Of the 22 known allergens from dust mites, seven are active digestive enzymes and several are classified as unknown.

One of the major allergens is an enzyme similar to a product used in the food industry to tenderise meat. Active mite enzymes enter the body by melting the 'glue' that binds delicate cells together. For most people a 'repair' is quick, but for those allergic to mites a reaction may occur.

Disturbed by movement or cleaning, dust mite droppings and allergens can be pushed into the air and drift on air currents for a short period of time. Begin house dust mite avoidance measures with your bed first or wherever you rest for long periods of time.

Allergen levels found on floors in homes with or without carpeting have been shown to be equal, implying that the allergens can be from various nest sites in or around the home.

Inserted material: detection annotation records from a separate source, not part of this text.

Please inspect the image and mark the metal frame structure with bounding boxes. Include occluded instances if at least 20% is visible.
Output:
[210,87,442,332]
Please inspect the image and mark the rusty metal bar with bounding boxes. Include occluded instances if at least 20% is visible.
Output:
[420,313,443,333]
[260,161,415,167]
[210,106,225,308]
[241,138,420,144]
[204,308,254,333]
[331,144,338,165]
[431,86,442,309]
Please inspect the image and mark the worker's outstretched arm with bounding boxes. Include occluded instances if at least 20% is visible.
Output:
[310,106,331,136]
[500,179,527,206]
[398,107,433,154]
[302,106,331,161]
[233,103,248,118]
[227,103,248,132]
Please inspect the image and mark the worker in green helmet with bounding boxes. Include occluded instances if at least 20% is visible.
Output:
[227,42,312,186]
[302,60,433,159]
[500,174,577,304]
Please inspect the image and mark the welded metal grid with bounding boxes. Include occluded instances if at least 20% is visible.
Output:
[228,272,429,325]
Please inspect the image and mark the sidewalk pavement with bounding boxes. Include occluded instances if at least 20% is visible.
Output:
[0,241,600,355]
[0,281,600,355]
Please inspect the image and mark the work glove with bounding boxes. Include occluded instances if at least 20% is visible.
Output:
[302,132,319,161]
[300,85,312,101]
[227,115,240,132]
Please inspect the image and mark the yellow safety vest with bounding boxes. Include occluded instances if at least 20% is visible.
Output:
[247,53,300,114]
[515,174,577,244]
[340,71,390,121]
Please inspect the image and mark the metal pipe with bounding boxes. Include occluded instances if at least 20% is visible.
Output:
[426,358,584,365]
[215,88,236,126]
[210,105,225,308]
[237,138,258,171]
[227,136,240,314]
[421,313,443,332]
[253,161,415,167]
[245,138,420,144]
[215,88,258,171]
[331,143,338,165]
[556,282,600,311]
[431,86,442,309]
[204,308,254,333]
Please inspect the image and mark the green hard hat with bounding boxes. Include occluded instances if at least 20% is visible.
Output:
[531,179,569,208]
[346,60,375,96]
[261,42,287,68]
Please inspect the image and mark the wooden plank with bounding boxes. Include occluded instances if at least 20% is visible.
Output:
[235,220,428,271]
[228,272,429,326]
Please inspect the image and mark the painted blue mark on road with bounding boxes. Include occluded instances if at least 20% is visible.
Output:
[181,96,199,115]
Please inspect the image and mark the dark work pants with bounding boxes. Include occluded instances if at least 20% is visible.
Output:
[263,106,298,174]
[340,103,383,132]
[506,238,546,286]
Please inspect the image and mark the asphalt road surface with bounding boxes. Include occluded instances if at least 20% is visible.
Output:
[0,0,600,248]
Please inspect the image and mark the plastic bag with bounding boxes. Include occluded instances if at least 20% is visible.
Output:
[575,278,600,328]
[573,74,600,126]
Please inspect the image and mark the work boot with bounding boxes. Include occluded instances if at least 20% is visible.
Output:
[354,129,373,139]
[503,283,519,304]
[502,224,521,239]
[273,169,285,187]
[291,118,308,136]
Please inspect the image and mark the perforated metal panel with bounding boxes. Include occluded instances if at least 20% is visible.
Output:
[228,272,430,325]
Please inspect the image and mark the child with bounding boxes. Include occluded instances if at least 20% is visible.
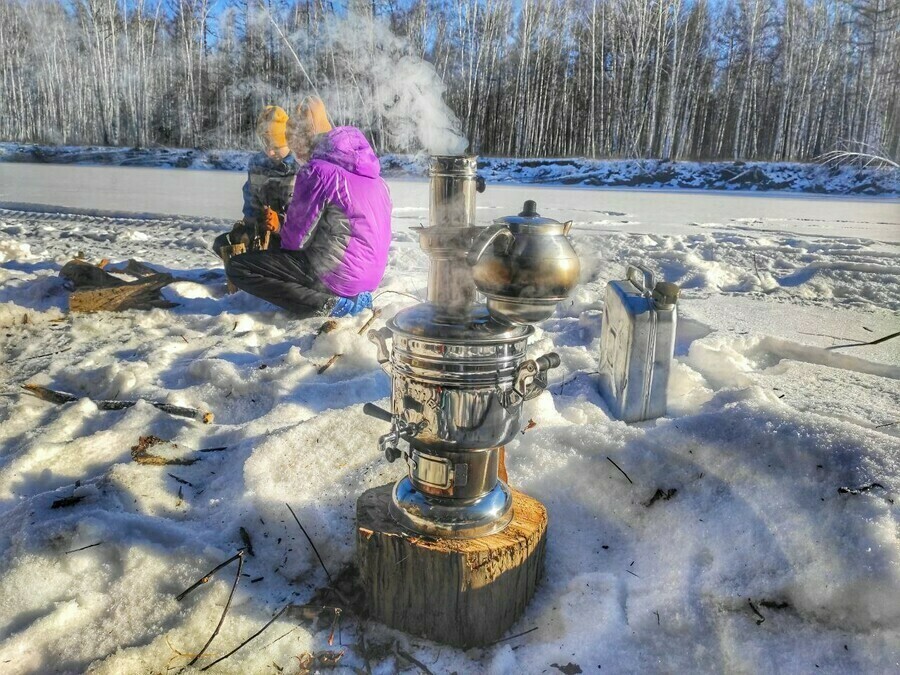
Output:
[213,105,300,255]
[226,98,391,316]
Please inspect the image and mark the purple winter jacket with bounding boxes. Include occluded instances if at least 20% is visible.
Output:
[281,127,391,297]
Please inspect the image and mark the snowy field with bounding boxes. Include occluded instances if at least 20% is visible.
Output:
[0,164,900,675]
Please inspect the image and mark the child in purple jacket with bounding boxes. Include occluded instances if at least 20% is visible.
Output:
[226,99,391,316]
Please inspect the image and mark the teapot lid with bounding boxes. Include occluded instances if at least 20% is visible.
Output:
[494,199,562,225]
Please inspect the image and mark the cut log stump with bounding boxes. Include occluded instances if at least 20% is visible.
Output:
[59,259,176,312]
[356,485,547,649]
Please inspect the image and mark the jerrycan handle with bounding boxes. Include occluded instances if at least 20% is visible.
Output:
[625,263,656,298]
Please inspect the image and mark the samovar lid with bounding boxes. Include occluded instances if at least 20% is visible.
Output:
[388,302,534,344]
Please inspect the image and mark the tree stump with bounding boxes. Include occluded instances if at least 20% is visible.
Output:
[356,485,547,649]
[59,259,177,312]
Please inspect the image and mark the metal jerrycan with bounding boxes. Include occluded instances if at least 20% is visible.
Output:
[600,264,681,422]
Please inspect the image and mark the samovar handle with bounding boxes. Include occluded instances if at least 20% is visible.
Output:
[366,326,393,366]
[466,223,516,267]
[507,352,560,407]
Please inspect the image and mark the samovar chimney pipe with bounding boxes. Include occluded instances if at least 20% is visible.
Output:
[419,155,484,315]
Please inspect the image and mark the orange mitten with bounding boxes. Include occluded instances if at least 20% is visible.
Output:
[263,206,281,232]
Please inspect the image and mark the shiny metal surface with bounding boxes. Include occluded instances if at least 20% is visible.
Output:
[419,156,478,316]
[428,155,478,228]
[467,201,581,324]
[369,156,579,538]
[388,302,534,346]
[407,447,500,499]
[391,478,513,539]
[391,378,522,454]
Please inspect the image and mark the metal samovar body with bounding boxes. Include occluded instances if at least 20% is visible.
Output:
[365,156,559,538]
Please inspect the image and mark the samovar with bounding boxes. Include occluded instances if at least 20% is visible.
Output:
[365,156,579,538]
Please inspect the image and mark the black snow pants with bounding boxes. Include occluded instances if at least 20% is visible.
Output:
[225,249,335,317]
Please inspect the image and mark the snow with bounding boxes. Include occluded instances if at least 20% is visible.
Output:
[0,164,900,674]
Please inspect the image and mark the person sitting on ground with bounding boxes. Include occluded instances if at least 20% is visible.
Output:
[226,97,391,316]
[213,105,300,255]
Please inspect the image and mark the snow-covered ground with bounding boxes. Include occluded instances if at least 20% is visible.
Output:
[0,164,900,674]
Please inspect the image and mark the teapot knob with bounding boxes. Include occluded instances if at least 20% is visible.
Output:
[519,199,541,218]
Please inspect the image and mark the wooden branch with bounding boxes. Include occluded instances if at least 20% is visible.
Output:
[200,604,290,671]
[188,549,244,666]
[284,502,334,586]
[59,259,176,312]
[175,549,244,602]
[22,384,214,424]
[825,330,900,350]
[69,274,178,313]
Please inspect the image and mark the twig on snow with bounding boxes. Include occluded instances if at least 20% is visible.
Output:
[188,549,244,666]
[644,488,678,509]
[316,309,381,375]
[606,457,634,485]
[284,502,334,586]
[200,603,290,670]
[22,384,213,424]
[394,642,434,675]
[175,549,244,602]
[838,483,885,495]
[825,330,900,350]
[747,598,766,626]
[65,541,103,555]
[487,626,540,647]
[240,527,256,558]
[19,347,72,361]
[50,495,84,509]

There are six simple ways to kill dust mites; boil them, spray them (ie. benzyl benzoate), freeze them, exclude them, dry them out or microwave infested items on high for five minutes. Drying is best because house dust mites are up to 75% water in weight. Killing mites is not the same as allergen avoidance. A dead mite will leave behind allergens which must be washed away or avoided.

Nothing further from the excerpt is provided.